La commande publique marocaine ne passe pas uniquement par les grands appels d'offres. Une part considérable des achats s'effectue par bons de commande — une procédure plus légère, souvent plus accessible aux petites entreprises.
Le bon de commande : la voie rapide
Réservé aux prestations de montant limité (plafond fixé par la réglementation, par année et par nature de prestation), le bon de commande repose sur une mise en concurrence simplifiée : l'acheteur consulte plusieurs fournisseurs et compare des devis.
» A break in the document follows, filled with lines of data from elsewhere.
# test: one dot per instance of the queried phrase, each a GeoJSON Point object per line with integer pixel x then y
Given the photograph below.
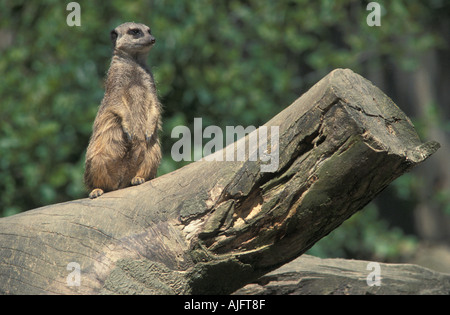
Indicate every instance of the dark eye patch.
{"type": "Point", "coordinates": [134, 31]}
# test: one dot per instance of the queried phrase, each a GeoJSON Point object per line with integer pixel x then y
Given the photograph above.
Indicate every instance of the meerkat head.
{"type": "Point", "coordinates": [132, 38]}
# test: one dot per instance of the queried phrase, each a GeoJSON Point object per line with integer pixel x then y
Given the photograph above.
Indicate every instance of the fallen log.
{"type": "Point", "coordinates": [213, 226]}
{"type": "Point", "coordinates": [309, 275]}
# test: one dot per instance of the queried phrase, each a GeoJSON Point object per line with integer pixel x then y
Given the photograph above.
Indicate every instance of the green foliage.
{"type": "Point", "coordinates": [229, 62]}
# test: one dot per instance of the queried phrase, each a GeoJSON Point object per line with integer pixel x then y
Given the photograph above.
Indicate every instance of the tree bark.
{"type": "Point", "coordinates": [311, 275]}
{"type": "Point", "coordinates": [213, 226]}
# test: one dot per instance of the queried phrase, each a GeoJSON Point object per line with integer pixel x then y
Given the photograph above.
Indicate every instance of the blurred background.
{"type": "Point", "coordinates": [230, 63]}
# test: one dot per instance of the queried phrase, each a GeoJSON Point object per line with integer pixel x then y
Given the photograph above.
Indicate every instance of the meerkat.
{"type": "Point", "coordinates": [124, 148]}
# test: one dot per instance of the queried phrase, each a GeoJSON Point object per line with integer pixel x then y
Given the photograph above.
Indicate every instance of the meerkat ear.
{"type": "Point", "coordinates": [114, 37]}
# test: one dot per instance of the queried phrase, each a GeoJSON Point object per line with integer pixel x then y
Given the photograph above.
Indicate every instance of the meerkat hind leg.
{"type": "Point", "coordinates": [97, 192]}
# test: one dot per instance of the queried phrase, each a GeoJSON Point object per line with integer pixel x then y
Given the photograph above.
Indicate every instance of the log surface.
{"type": "Point", "coordinates": [212, 227]}
{"type": "Point", "coordinates": [309, 275]}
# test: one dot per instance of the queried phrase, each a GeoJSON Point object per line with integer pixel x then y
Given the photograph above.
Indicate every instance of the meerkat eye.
{"type": "Point", "coordinates": [134, 31]}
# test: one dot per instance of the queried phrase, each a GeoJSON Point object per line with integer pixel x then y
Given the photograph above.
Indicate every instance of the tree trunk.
{"type": "Point", "coordinates": [312, 275]}
{"type": "Point", "coordinates": [213, 226]}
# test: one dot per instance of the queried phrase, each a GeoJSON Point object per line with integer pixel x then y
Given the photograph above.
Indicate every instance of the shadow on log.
{"type": "Point", "coordinates": [212, 227]}
{"type": "Point", "coordinates": [311, 275]}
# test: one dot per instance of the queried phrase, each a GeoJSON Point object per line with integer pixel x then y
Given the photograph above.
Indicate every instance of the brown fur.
{"type": "Point", "coordinates": [124, 148]}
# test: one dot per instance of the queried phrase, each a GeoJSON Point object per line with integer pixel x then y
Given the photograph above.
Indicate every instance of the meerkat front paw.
{"type": "Point", "coordinates": [97, 192]}
{"type": "Point", "coordinates": [137, 181]}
Délais courts, formalisme réduit — c'est la meilleure école pour débuter et un vrai relais d'activité pour les TPE.
L'appel d'offres : la procédure de droit commun
Au-delà des seuils, place à l'appel d'offres : publication d'un avis, dossier de consultation complet, dossier administratif et technique, ouverture des plis en commission. Plus exigeant, mais avec des montants plus importants et des contrats plus structurants.
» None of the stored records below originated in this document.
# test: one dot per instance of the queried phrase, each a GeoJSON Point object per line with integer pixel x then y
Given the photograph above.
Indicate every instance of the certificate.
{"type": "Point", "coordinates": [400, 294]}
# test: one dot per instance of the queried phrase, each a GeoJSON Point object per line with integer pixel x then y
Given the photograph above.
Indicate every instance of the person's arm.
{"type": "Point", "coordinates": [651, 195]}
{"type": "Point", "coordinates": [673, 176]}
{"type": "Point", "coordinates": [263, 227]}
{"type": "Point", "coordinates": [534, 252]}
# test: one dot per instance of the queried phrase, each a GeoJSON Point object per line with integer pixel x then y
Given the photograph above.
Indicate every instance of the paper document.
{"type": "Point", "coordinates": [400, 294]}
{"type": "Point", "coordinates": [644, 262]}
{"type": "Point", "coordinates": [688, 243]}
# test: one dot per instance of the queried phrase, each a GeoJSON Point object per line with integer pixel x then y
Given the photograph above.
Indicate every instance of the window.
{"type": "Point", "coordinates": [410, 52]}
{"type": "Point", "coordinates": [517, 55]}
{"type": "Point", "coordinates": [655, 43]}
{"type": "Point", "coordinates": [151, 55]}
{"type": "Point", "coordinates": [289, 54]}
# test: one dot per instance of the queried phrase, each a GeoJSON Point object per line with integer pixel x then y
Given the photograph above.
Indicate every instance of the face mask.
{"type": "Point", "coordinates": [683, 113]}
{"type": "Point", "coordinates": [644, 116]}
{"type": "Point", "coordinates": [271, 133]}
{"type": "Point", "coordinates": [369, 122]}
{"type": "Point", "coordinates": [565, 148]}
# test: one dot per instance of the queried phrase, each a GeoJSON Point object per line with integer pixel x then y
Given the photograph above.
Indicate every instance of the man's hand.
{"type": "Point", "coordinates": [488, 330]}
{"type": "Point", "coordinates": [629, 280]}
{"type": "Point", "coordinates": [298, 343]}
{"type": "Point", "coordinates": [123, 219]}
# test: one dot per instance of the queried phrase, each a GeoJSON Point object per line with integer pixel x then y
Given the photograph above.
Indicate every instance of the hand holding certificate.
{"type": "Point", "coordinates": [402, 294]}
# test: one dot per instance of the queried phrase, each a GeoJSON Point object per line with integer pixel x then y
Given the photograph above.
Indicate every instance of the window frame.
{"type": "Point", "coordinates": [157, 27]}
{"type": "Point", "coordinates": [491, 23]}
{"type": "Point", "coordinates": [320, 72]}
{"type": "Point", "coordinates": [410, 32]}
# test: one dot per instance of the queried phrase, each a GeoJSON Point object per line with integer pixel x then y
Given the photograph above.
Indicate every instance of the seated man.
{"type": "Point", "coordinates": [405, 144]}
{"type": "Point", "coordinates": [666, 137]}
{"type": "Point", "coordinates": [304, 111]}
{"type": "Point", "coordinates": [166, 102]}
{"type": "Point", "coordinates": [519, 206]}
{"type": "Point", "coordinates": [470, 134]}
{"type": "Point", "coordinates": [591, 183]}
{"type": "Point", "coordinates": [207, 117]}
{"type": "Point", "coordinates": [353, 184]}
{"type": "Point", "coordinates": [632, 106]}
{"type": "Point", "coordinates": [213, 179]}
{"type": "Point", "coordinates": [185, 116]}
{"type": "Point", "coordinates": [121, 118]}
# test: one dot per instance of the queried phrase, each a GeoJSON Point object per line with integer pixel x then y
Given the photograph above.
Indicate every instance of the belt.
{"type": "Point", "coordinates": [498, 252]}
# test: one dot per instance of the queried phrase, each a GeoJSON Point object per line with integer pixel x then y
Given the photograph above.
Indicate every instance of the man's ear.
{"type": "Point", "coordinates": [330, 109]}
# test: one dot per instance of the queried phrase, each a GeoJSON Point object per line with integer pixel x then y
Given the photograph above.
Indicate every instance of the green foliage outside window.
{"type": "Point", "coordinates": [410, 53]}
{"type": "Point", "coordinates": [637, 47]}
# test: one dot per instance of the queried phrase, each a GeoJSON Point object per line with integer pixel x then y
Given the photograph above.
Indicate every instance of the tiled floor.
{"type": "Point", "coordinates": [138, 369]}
Comment choisir sa stratégie ?
- Vous débutez : concentrez-vous sur les bons de commande de votre ville et de votre secteur. Volume élevé, concurrence plus locale.
- Vous avez des références : montez progressivement vers les appels d'offres de taille moyenne.
- Dans tous les cas : la clé est la réactivité. Les consultations par devis se jouent parfois en quelques jours — une veille quotidienne fait toute la différence.
Le piège classique
Ignorer les bons de commande parce qu'ils « paraissent petits ». Cumulés sur l'année, ils représentent un chiffre d'affaires stable, des relations directes avec les acheteurs, et les attestations de référence qui débloqueront vos futurs appels d'offres.